Lo spazio pubblico nel cuore della capitale si è trasformato in una festa popolare, con una forte presenza di simboli e bandiere delle forze politiche che hanno guidato la campagna per il no: il Partito Democratico, la stessa CGIL, il movimento Potere al Popolo e altre realtà della sinistra italiana. Gli striscioni esposti hanno testimoniato la varietà dei soggetti che, pur da prospettive diverse, hanno scelto di opporsi al progetto di riforma.

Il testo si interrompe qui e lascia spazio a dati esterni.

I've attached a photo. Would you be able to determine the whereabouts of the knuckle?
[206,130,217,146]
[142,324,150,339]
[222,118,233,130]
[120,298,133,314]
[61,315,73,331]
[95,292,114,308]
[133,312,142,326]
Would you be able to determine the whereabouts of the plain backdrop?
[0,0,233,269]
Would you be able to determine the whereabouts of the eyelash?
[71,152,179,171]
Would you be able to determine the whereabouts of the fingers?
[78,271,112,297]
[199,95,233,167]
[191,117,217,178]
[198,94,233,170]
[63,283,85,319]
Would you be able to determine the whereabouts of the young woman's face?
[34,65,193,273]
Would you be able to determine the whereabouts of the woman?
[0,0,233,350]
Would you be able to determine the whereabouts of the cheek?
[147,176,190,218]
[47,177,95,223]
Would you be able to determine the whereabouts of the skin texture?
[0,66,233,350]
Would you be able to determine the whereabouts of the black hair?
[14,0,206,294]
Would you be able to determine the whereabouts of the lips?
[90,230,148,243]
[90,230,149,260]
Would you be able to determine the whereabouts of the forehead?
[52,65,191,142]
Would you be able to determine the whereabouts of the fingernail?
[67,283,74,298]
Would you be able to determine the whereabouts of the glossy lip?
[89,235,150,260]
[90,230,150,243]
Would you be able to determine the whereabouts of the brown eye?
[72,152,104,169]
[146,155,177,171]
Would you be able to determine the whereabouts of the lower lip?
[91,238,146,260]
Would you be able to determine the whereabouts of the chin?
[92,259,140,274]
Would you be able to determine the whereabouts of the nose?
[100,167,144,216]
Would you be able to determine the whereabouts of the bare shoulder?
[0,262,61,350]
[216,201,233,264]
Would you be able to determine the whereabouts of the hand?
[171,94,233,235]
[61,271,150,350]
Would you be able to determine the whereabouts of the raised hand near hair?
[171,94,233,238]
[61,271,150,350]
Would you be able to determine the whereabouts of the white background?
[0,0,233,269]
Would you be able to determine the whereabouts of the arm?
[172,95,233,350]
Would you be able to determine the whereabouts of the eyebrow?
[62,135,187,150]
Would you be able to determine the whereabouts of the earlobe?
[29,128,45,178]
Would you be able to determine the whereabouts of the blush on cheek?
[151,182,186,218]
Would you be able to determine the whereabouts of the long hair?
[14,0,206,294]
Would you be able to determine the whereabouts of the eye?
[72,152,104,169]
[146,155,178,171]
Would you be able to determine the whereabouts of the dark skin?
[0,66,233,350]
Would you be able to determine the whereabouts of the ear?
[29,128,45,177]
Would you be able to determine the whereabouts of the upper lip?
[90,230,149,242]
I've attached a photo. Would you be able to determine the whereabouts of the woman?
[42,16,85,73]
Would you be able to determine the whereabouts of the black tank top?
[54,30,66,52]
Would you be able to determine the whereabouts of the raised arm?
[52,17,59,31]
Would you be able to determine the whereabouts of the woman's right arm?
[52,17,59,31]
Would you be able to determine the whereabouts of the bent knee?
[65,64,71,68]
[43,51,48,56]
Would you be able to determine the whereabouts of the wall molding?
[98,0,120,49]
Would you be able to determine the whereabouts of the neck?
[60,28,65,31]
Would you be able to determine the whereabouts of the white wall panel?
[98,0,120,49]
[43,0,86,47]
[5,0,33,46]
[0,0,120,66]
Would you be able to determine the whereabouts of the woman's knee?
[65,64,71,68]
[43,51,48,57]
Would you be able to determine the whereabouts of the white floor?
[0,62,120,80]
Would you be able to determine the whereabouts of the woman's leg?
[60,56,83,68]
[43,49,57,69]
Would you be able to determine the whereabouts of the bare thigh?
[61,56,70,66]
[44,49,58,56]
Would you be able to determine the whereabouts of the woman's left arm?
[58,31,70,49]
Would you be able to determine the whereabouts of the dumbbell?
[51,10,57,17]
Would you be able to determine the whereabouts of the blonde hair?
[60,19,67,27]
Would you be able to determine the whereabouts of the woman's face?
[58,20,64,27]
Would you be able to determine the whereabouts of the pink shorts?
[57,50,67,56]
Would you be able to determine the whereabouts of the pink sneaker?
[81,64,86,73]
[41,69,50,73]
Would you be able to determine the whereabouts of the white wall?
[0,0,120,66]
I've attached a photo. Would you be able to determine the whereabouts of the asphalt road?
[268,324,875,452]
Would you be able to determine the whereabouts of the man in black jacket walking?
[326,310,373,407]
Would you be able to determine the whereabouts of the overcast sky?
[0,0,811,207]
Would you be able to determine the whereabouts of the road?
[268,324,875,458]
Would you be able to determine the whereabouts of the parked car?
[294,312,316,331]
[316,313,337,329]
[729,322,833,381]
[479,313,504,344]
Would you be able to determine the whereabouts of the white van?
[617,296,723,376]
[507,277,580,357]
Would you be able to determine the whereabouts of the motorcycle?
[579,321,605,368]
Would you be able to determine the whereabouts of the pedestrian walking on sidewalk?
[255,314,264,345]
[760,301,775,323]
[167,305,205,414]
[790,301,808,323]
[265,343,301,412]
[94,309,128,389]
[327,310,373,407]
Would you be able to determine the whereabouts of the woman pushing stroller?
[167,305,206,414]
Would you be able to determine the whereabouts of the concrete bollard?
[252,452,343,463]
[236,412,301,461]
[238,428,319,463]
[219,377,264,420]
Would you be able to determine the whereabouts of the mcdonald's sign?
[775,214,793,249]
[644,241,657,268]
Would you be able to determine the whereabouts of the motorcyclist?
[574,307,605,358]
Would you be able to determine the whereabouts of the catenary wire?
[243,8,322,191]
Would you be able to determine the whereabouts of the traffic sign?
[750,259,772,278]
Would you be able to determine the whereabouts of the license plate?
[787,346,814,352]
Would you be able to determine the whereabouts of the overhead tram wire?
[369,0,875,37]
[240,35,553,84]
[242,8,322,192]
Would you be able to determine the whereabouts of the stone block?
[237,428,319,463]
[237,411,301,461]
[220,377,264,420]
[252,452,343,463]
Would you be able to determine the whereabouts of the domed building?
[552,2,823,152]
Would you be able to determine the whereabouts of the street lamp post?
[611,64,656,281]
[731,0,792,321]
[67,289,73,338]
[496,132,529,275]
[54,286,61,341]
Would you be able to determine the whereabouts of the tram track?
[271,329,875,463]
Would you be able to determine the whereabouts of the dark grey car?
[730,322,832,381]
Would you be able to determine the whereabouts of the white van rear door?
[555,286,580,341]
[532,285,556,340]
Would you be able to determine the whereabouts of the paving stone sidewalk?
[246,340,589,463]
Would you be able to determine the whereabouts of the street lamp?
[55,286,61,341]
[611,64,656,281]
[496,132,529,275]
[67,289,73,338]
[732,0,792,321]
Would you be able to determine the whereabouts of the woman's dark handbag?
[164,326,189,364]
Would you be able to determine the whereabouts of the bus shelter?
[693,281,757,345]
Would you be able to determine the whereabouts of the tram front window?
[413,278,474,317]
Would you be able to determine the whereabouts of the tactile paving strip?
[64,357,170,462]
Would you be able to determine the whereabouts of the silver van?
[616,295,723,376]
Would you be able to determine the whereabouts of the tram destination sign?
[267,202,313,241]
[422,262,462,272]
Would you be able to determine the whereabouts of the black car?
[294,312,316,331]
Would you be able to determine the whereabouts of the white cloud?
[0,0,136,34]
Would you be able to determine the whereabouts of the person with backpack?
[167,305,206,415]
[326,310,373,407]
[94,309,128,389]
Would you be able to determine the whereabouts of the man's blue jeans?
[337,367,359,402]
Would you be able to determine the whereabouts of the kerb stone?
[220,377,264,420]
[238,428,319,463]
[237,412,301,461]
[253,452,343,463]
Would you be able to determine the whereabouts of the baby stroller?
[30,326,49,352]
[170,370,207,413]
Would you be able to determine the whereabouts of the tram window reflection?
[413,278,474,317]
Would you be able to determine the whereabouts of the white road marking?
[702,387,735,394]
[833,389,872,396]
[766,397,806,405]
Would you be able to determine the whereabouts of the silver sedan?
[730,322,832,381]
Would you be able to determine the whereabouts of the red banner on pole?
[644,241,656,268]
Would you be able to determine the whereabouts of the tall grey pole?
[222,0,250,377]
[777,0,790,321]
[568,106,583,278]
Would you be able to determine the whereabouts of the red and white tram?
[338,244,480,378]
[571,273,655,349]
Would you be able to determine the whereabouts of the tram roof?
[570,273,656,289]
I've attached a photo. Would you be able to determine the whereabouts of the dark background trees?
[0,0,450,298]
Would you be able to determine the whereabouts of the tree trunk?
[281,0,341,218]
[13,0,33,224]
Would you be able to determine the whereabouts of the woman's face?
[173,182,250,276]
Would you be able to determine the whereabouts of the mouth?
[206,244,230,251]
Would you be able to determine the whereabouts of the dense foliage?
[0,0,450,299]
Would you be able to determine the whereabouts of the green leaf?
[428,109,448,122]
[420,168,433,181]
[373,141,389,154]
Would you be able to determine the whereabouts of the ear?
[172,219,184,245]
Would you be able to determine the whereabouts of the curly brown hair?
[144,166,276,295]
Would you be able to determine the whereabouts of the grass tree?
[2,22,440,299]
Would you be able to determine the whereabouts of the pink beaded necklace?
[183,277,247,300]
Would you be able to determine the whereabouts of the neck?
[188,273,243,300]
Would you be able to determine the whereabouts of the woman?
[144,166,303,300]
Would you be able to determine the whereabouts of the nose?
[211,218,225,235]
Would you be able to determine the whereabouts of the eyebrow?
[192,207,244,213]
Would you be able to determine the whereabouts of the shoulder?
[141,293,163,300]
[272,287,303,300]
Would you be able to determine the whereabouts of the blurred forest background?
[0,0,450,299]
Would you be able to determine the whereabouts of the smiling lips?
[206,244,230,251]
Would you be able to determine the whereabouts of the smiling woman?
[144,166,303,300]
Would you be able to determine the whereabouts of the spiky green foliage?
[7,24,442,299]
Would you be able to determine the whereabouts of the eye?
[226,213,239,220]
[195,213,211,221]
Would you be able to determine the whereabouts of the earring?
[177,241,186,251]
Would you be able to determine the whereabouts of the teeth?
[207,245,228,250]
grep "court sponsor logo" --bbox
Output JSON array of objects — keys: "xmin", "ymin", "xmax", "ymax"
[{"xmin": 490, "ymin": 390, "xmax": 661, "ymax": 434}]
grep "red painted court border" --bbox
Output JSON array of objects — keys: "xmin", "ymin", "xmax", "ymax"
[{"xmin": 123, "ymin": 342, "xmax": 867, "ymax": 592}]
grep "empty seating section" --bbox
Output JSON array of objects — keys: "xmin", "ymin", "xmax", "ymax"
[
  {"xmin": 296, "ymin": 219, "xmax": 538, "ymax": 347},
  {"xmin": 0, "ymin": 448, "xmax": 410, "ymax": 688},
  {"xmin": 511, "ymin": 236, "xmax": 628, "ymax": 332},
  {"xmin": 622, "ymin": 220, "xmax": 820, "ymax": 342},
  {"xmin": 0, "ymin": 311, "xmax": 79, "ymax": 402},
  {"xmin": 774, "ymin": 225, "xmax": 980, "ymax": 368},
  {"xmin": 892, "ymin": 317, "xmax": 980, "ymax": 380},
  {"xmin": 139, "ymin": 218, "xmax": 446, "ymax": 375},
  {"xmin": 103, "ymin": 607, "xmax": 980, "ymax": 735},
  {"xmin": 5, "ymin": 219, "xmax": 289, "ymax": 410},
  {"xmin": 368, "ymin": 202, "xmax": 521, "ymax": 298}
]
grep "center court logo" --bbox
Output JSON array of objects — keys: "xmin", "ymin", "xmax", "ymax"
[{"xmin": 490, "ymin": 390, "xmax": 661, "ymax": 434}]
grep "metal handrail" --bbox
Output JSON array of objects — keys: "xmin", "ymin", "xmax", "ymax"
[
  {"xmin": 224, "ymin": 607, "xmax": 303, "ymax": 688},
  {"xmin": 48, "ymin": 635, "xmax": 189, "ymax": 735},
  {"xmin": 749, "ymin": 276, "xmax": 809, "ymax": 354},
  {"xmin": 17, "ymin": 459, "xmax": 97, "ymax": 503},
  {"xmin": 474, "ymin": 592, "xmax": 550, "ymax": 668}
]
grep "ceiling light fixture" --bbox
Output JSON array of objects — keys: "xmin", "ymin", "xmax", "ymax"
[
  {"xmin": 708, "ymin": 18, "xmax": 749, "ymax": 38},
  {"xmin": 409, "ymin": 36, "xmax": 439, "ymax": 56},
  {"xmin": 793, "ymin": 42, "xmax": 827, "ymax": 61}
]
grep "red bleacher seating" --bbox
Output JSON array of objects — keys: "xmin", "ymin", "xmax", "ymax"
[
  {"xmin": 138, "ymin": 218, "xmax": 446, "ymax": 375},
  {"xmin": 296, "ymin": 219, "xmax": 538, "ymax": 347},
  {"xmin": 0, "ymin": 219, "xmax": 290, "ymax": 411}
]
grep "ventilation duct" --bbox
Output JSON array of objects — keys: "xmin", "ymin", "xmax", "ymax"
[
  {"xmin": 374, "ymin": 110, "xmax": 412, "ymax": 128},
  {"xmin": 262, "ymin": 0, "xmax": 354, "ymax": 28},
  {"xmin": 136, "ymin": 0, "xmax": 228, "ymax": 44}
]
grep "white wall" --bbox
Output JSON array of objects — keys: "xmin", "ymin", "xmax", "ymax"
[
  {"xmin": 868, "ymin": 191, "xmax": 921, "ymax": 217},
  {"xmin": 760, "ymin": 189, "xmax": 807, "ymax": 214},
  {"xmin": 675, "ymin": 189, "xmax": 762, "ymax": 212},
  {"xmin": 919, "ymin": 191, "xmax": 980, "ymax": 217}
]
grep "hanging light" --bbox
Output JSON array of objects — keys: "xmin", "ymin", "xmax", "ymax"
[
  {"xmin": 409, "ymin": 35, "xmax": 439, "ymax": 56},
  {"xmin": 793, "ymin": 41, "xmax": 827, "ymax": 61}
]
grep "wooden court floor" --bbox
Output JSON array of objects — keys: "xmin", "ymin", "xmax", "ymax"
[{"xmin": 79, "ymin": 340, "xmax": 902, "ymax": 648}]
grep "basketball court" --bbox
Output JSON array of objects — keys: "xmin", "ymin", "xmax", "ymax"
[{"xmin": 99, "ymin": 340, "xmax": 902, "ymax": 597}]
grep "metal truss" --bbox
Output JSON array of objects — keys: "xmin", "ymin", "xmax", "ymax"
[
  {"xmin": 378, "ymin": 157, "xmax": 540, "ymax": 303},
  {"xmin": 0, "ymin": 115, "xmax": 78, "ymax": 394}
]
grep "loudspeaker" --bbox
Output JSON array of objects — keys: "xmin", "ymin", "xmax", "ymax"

L'evento rappresenta un momento significativo per il campo progressista italiano, che è riuscito a coalizzarsi attorno a una posizione comune nel dibattito sulla magistratura. La mobilitazione di piazza sottolinea come il referendum abbia acceso una discussione ampia sulla direzione da dare al sistema giudiziario italiano, con il no che ha prevalso nel confronto con gli elettori.